There are some limitations of our study. First and uppermost, no reliable method is available to precisely distinguish different growth patterns before the operation at present, which confines the application of growth patterns in clinics. Second, the study was a retrospective, nonrandomized design which decreased the level of evidences. Third, pathologic data were collected from multiple centers over a long period, and the procedures for handling specimens were not uniform. Last, there is an inherent bias for the quality of specimens operated with different surgical manners that can affect the SM. Nevertheless, we believe that recognition of different growth patterns is useful for preoperative decision-making in the future.

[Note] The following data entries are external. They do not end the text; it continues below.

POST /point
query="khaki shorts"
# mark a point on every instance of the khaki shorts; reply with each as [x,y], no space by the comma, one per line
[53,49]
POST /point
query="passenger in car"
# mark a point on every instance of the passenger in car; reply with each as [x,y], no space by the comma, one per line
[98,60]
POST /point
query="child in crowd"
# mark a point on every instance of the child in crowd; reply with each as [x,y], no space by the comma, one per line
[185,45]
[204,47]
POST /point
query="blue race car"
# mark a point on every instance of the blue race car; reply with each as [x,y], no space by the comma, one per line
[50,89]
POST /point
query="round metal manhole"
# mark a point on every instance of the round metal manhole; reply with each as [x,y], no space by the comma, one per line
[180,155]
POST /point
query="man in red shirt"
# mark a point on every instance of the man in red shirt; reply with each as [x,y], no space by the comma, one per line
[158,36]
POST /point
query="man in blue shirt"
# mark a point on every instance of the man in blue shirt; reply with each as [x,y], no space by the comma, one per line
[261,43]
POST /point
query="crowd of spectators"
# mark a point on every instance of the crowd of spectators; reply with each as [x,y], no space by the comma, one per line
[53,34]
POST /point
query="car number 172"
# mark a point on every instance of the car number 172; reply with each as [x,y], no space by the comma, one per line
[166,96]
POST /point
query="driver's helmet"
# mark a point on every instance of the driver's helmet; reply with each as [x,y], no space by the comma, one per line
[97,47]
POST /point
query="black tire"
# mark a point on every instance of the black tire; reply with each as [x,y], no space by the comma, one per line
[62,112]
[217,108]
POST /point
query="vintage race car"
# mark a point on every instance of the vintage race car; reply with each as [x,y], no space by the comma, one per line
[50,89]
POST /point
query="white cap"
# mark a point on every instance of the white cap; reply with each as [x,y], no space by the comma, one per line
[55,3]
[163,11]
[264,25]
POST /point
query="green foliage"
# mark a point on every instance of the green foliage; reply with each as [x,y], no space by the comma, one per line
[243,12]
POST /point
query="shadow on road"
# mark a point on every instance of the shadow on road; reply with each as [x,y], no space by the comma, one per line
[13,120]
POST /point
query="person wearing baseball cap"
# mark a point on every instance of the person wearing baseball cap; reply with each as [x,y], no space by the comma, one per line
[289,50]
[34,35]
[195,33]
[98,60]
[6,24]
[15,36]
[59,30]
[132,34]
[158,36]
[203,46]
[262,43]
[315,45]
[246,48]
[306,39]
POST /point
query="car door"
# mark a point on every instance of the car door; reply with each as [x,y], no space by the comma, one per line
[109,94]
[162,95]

Large-scale studies are warranted to validate our growth pattern classification, to determine the optimal resection range.

Conclusions

According to our study, the growth pattern of sRCC could be divided into three morphological subtypes: SNP, MFP, and IP, and the results showed that incomplete peritumoral PC, pT stage, and positive SM were statistically correlated with IP. As shown in the study, morphological growth patterns, if validated externally in a larger cohort, could be used as a valuable biomarker to help operating NSS in sRCC patients to avoid the risk of positive SM. The effectiveness of the growth pattern as a novel proposed parameter to direct NSS in sRCC patients deserves further exploration.